Comparative genomic hybridization (CGH) is an innovative genetic test that detects small-scale changes in the DNA that can cause genetic disorders.
The test is recommended in cases of a risk for genetic disorders, such as in children with intellectual impairment or during the pregnancy when fetal development delays are detected.
Biochip testing is based in a unique molecular technology that allows a high-resolution detection of genetic disorders needed for explaining medical findings.
When is the test needed?
CGH tests provide more information than conventional genetic tests, such as karyotyping or FISH tests. While karyotype tests or FISH tests use a microscope to analyze chromosomes, CGH tests use advanced molecular biology technologies that allow detection of small-scale genetic changes.
Unlike karyotyping that is mainly used to detect large-scale chromosome aberrations (missing or excess chromosomes or chromosome translocations where part of one chromosome incorrectly attaches to another chromosome) CGH detects small changes that would go undetected under the microscope, which enables diagnosis of a wider range of genetic disorders.
In addition, whereas FISH tests require a suspicion for a specific genetic disorder (such as through family history), CGH screens the entire DNA and detects all changes regardless of a previous specific suspicion.
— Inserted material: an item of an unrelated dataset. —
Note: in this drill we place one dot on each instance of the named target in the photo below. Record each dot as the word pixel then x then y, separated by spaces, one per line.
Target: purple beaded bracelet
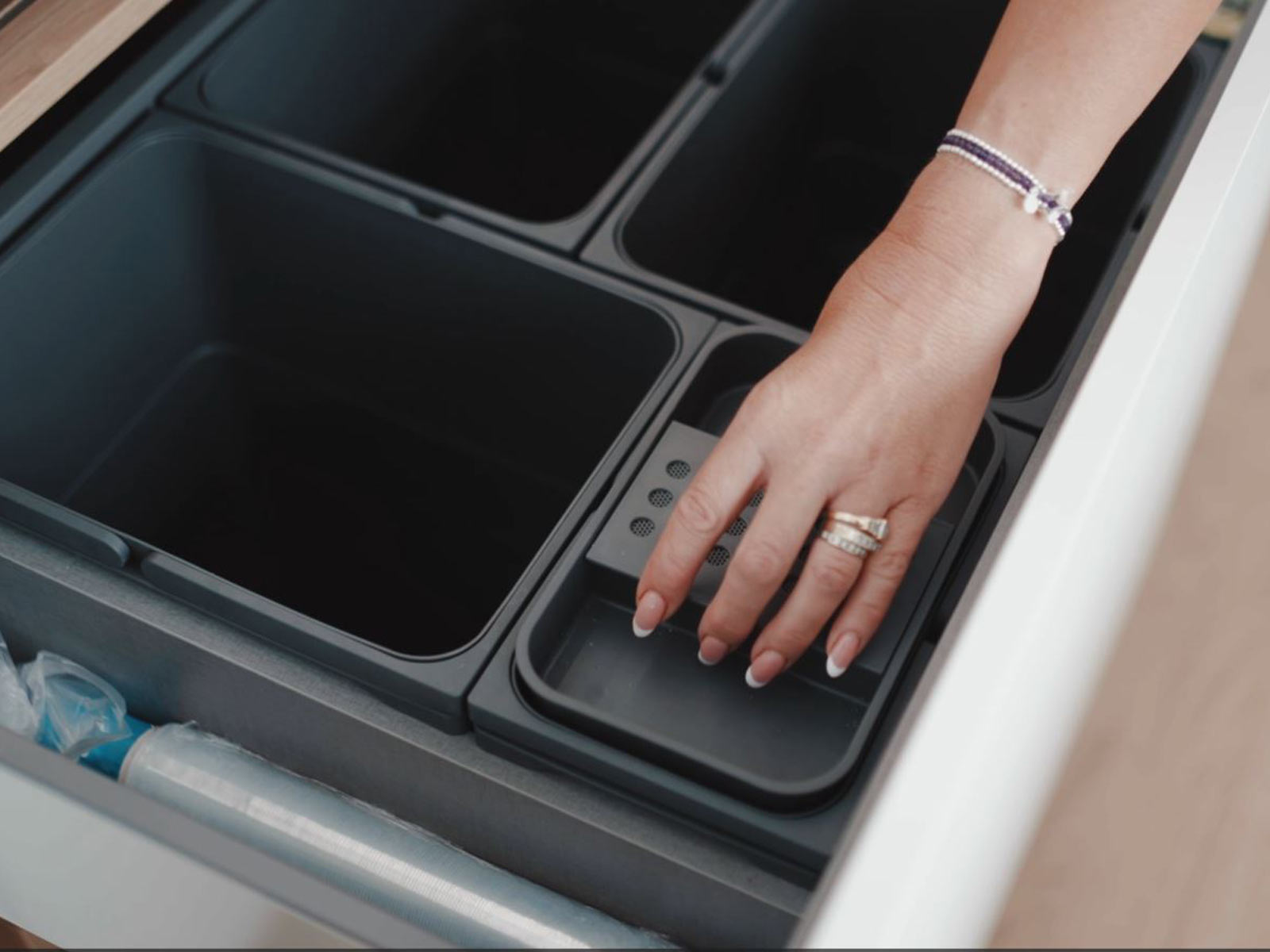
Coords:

For these reasons, CGH testing is mainly recommended to determine the cause for intellectual or developmental impairment in children or when a genetic disorder is suspected during the pregnancy following fetal development delays. In these cases, CGH tests can provide more extensive and precise information that allows genetic counsellors to determine whether the disorder has a genetic cause.
Who should take the test?
CGH tests (biochip) are usually recommended to two main groups:
Children or adults with intellectual disability or developmental delay
In some cases of developmental delay or intellectual disability in children, doctors look for a genetic explanation for these conditions. Identifying a genetic disorder such as missing or excess genetic material could help explain the intellectual impairment.
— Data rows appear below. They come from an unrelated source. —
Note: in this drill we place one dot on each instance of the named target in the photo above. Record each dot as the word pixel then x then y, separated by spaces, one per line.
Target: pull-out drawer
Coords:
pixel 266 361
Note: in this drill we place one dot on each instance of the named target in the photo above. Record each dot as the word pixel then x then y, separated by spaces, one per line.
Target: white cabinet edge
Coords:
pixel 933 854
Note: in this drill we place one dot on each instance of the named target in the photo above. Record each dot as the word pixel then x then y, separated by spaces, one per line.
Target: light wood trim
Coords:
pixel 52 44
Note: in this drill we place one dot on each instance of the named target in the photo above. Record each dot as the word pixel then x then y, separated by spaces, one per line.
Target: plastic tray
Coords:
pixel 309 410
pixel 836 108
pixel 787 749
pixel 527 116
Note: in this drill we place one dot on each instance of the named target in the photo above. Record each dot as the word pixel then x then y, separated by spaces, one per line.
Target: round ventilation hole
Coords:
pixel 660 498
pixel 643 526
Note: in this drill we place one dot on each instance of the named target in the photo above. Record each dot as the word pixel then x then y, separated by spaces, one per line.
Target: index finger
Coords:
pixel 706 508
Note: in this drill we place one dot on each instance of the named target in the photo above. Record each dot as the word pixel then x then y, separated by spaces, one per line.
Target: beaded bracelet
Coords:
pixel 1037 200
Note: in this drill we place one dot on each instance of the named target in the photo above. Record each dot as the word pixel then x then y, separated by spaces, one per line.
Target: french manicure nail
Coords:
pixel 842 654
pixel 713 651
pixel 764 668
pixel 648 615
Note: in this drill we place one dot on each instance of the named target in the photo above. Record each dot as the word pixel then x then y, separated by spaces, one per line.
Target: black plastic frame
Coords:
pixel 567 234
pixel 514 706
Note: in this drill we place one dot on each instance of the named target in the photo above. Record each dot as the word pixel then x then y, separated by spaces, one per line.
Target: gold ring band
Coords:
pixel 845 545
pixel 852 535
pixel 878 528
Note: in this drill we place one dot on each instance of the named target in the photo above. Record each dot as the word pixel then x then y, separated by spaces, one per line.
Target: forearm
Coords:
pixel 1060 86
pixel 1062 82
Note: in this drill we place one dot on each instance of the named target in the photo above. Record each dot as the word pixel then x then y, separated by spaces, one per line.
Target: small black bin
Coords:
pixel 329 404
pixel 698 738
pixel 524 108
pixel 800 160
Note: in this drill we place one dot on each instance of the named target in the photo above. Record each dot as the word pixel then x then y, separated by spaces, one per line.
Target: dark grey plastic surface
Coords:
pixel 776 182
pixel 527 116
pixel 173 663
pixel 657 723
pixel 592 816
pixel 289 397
In addition, CGH tests are sometimes recommended to adults with intellectual disabilities, to help prove the cause for these conditions is genetic. Since these are relatively new tests, these patients did not undergo it during childhood, but can undergo it today to help diagnose their disorder through biochip technologies.
How does the test work?
In CGH testing, DNA from the patient is compared to a control DNA sample from a healthy individual. In prenatal testing, fetal DNA is sampled through amniocentesis. In children or adults, DNA is taken from a blood test or saliva sample.
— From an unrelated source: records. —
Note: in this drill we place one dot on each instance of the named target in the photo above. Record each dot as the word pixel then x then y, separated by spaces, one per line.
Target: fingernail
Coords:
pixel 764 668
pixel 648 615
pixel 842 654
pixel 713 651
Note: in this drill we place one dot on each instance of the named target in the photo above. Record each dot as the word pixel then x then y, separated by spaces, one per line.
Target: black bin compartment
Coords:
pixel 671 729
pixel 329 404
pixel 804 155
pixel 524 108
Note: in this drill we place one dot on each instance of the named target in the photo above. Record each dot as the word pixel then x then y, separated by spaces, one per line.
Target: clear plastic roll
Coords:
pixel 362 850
After creating the DNA sequences, they are compared to the control DNA sample using fluorescent dyes. These dyes mark the patient’s DNS in red and the healthy control sample in green.
Mixing the two DNA sequences creates a fluorescent picture that can provide extensive information on excess or missing DNA. since equal amounts of DNA are mixed, an equal amount of DNA will show dyed in yellow, while an excess will be marked in red and missing DNA will show in green.
What disorders can the test detect?
CGH testing can detect any genetic disorder that reflects in intellectual disability, developmental delay, or autism.
When ultrasound tests show signs of fetal development delay, CGH results can help identify intellectual disability and other developmental disorders, which makes these tests highly important.